Yes. Thank you. Good afternoon, gentlemen.

Dominic Canuso, Chief Financial Officer

Hi, David.

David Bishop, Analyst (Seaport Research)

Most of my questions were asked, but I wondered about commercial line usage—where was that this quarter versus last quarter or the same time last year?

Steve Clark, Chief Commercial Banking Officer

David, in the quarter the utilization rate for commercial lines went down to 33.3%, down from 35.4% the prior quarter. That represents about $35 million of outstanding balances being paid back. From year-end 2019, the utilization rate was 43.5%, and compared to this quarter that represents about $219 million of balances paid back.

Rodger Levenson, Chairman, President and CEO

If you look historically, mid-40s was our typical utilization pre-pandemic. Moving back toward that would indicate where things stand in the economy.

David Bishop, Analyst (Seaport Research)

Got it. That's good color. Another way to ask about consumer lending segments: you said $500 million from partnerships—how big might those partnerships get as a percentage of loans?

Rodger Levenson, Chairman, President and CEO

Broadly, for consumer loans we'd like a mix around 20% consumer loans and 80% commercial loans over time. It will take a while to get there, particularly with Bryn Mawr adding significant commercial loans and a modest residential mortgage portfolio. We are entering a new phase with these partnerships that we think has great promise not just for loan totals but for customer and relationship acquisition. We'll watch how these grow over time.

David Bishop, Analyst (Seaport Research)

Great. Thank you.

Operator, Operator

Your next question comes from the line of Erik Zwick with Boenning & Scattergood. Please go ahead.

Erik Zwick, Analyst (Boenning & Scattergood)

Hi. Quick follow-up: looking at the core net interest margin at 2.82% and Dominic's comments about putting some liquidity to work in 4Q into the investment securities portfolio, is it fair to infer that 2.82% may be a bottom for the core margin and we could see expansion going forward?

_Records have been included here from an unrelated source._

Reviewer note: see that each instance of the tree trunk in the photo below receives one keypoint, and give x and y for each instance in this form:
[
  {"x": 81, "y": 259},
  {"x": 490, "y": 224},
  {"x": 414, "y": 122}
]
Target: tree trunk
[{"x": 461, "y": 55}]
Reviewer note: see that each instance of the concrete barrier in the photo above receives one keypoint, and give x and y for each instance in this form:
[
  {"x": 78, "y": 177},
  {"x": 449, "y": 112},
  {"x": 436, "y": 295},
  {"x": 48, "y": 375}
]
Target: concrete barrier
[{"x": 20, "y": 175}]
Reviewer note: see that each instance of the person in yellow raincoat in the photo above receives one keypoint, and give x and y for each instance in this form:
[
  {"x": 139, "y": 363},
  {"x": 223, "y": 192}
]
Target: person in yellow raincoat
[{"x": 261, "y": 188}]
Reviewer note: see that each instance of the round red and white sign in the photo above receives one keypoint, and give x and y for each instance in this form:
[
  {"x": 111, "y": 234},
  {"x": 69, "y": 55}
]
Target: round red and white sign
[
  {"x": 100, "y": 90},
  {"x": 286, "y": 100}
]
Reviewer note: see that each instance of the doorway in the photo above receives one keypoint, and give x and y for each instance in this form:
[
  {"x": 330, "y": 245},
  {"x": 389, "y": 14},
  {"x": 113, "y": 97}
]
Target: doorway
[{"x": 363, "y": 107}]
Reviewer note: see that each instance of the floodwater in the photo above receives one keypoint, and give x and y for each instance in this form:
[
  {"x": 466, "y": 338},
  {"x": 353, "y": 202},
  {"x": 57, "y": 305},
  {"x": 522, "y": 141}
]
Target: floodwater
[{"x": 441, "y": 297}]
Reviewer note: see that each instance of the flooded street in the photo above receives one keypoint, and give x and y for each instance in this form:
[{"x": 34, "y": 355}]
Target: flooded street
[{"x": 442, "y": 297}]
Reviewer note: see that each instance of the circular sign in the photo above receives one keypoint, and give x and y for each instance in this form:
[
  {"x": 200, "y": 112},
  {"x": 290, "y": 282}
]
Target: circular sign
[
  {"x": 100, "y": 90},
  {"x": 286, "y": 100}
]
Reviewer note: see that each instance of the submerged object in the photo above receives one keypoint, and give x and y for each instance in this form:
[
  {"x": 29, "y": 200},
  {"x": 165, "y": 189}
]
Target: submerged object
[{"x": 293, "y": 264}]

Dominic Canuso, Chief Financial Officer

Yes, that's fair. We expect the drag from excess liquidity to come down closer to 50 basis points by the beginning of next year. That will remain until excess liquidity runs off or net loan growth consumes the cash flow from the portfolio. Then it comes down to mix and growth. Between NewLane and Upstart and some products which have attractive yields relative to commercial, along with where the pipeline looks from a yield perspective, the core NIM should expand from here.

Erik Zwick, Analyst (Boenning & Scattergood)

Thanks Dominic. That's all from me.

Operator, Operator

That concludes the question-and-answer session for today. I will now turn the call over back to Dominic Canuso for final comments.

Dominic Canuso, Chief Financial Officer

Thank you all again for attending today. Rodger and I will be attending investor conferences and events during the fourth quarter and look forward to meeting with many of you then. Have a good weekend. Thank you.

Rodger Levenson, Chairman, President and CEO

Thank you.

Steve Clark, Chief Commercial Banking Officer

Thank you.

Operator, Operator

This concludes today's conference call. Thank you for participating. You may now disconnect.